Oxidative stress mediates cardiac electrophysiological injury in inhalation exposure to flavored vaping products.

Abstract

BACKGROUND: Electronic nicotine delivery systems (ENDS) use "E-liquids" to generate "E-vapor," an inhalable aerosolized mixture containing nicotine and flavors. Flavored ENDS are very popular among teens who vape, however, the possible cardiac electrophysiological harm of inhalation exposure to flavored ENDS are not fully understood. OBJECTIVE: To test if inhalation exposure to flavoring carbonyls in E-liquids compromises mitochondrial integrity, increases oxidative stress, and leads to cardiac electrophysiological toxicity. METHODS: Gas chromatography mass spectrometry (GC/MS), and flow cytometry, oxygen consumption rate measurement, in vivo programmed electrical stimulation (PES), and multielectrode array (MEA) were used in atrial like HL-1 myocytes, human induced pluripotent stem cells-derived cardiomyocytes, and in mice overexpressing the antioxidant mitochondrial catalase (mCAT) exposed to flavored E-vapor. RESULTS: We compared the toxicity of E-vapor exposure from 30 differently flavored E-liquids (70% vegetable glycerin, 30% propylene glycol, with 6 mg/mL nicotine) in HL-1 cells using apoptotic annexin V flow cytometry. The toxicity of most E-liquids was significantly higher than air control. We subsequently determined the composition and quantified the concentrations of major flavoring carbonyls (cinnamaldehyde, vanillin, ethyl vanillin, maltol, and ethyl maltol) in the E-liquids using GC/MS. Linear regression analysis showed that toxicity correlated with carbonyl concentration.
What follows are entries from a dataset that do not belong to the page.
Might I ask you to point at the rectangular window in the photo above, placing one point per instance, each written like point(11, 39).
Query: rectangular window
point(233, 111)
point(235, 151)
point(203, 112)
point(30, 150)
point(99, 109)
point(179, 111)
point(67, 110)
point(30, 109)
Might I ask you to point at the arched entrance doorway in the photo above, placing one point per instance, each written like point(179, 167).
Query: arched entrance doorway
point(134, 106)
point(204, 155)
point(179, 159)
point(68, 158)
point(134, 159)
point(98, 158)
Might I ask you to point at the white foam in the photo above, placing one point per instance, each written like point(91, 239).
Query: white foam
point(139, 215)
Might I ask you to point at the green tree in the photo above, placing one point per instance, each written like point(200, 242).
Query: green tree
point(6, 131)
We then measured in HL-1 cells exposed to vanilla flavored E-vapor reactive oxygen species (ROS) and mitochondrial membrane potential (ΔΨ) with flow cytometry, respectively. ROS increased in exposed cells, but this was prevented by N-acetylcysteine antioxidant pretreatment, and ΔΨ was depolarized in exposed cells. In vivo inhalation exposure to vanilla flavored E-vapor increased the duration of PES-induced ventricular tachycardia in wild type but not in mCAT mice, compared with air controls. Finally, MEA recordings in hiPSC-derived cardiomyocytes monolayers exposed to vanilla flavored E-vapor, with or without nicotine, resulted in decreased activation time, and increased corrected field potential duration. CONCLUSION: Inhalation exposure to flavored ENDS negatively affects ventricular electrophysiology, in part via adverse mitochondrial remodeling, and increased oxidative stress.